C’étaient des photostats de médiocre qualité. L’appareil avait été réglé sur un contraste trop faible, les originaux avaient été insérés trop hâtivement et de travers. Il n’allait pas blâmer Rudi. Le pauvre avait même refusé de lui faire ces copies. Un non catégorique. L’affolement. Toute sa bravade d’étudiant attardé s’était envolée quand il avait lu l’invitation de Heydrich. March avait été obligé de le traîner, au sens propre, jusqu’à la photocopieuse. À la seconde où Halder avait terminé, il s’était précipité dans la réserve, avait fourré les papiers dans les cartons et les cartons dans les rayons. Il avait insisté pour qu’ils quittent le bâtiment par une porte à l’arrière.

« Zavi, je pense qu’on ne devrait plus se voir avant un bout de temps.

— Bien sûr.

— Tu comprends… »

Halder était resté planté là, misérable et sans défense ; au-dessus d’eux, dans le ciel, les fusées sifflaient et explosaient.

March l’avait serré dans ses bras.

« T’en fais pas. Je sais, ta famille… » et il s’était éloigné rapidement.

Document Un. L’invitation originale de Heydrich, datée du 19 novembre 1941 :

Le 31.7.1941, le Reichsmarschall du Grand Empire allemand m’a chargé, en coopération avec les organes centraux appropriés, de prendre toutes les dispositions utiles relatives aux conditions organisationnelles, techniques et matérielles nécessaires pour une solution complète de la question juive en Europe, et de lui présenter dans un bref délai un projet de proposition d’ensemble en la matière. Je joins une copie de cette instruction.

Étant donné l’importance toute particulière qui doit être accordée à ces questions, et dans l’intérêt d’assurer une unité de vue de la part des organes centraux appropriés quant aux tâches futures liées aux actions restant à accomplir en vue de cette solution finale, je propose de faire de ces mesures le sujet d’une discussion générale. Ceci est particulièrement nécessaire car à dater du 10 octobre les Juifs ont été évacués du territoire du Reich, y compris le Protectorat, en direction de l’Est, par une série ininterrompue de convois.
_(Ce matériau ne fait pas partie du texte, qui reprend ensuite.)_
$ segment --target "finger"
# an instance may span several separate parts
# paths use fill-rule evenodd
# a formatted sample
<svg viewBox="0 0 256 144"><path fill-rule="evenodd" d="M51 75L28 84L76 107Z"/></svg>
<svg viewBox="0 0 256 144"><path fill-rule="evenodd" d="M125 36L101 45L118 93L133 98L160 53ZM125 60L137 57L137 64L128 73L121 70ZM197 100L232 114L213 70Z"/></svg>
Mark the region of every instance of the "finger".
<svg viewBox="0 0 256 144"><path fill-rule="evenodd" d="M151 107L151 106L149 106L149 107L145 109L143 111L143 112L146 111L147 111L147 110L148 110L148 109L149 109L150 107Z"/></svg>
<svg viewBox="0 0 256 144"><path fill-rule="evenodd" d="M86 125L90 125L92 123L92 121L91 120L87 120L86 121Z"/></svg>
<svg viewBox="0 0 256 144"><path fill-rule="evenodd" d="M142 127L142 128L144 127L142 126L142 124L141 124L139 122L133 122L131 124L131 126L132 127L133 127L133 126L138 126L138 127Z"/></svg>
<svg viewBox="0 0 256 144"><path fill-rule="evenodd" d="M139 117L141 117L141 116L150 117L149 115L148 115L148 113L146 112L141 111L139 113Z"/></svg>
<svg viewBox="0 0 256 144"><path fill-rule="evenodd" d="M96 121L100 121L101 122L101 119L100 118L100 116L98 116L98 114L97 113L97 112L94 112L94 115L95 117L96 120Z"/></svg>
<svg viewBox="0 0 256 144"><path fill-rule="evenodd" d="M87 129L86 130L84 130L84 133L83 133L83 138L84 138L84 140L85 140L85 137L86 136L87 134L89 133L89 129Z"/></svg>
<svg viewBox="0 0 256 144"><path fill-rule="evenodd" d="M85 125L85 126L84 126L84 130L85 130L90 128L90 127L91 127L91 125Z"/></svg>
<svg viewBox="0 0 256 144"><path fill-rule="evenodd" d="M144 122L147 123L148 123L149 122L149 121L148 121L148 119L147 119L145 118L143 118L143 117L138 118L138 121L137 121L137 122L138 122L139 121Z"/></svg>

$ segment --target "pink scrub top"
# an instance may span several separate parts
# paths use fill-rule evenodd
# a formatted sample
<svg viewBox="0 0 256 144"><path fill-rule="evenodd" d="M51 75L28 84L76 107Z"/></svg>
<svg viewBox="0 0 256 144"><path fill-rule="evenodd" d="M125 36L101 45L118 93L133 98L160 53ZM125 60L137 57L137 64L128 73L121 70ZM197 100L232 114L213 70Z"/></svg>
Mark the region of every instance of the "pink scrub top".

Je vous invite par conséquent à vous joindre à moi et à d’autres, dont la liste est incluse, pour une discussion suivie d’un déjeuner le 9 décembre 1941 à 12.00 heures dans les bureaux de l’Organisation internationale de Police criminelle, Berlin, Am grossen Wannsee, Nr. 56/58.

Document Deux. Une photocopie de photocopie, presque illisible par endroits, avec des mots effacés, comme une très vieille inscription sur une pierre tombale. La directive de Hermann Goering à Heydrich, en date du 31 juillet 1941.

Comme complément à la tâche qui vous a été assignée le 24 janvier 1939, en rapport avec une solution la plus avantageuse possible de la question juive par le moyen de l’émigration et de l’évacuation, je vous charge par la présente de procéder à tous les préparatifs nécessaires relatifs aux mesures organisationnelles, techniques et matérielles pour organiser une solution complète de la question juive dans la sphère d’influence allemande en Europe.

Là où d’autres organes gouvernementaux sont impliqués, ils devront coopérer avec nous à cet effet.

Je vous charge en outre de me présenter sous peu un projet d’ensemble relatif aux conditions organisationnelles, pratiques et matérielles de mise en œuvre de la solution finale envisagée de la question juive.

Document Trois. La liste des quatorze invités à la conférence. Stuckart était le troisième nom ; Bühler le sixième ; Luther, le septième. March reconnut deux autres noms.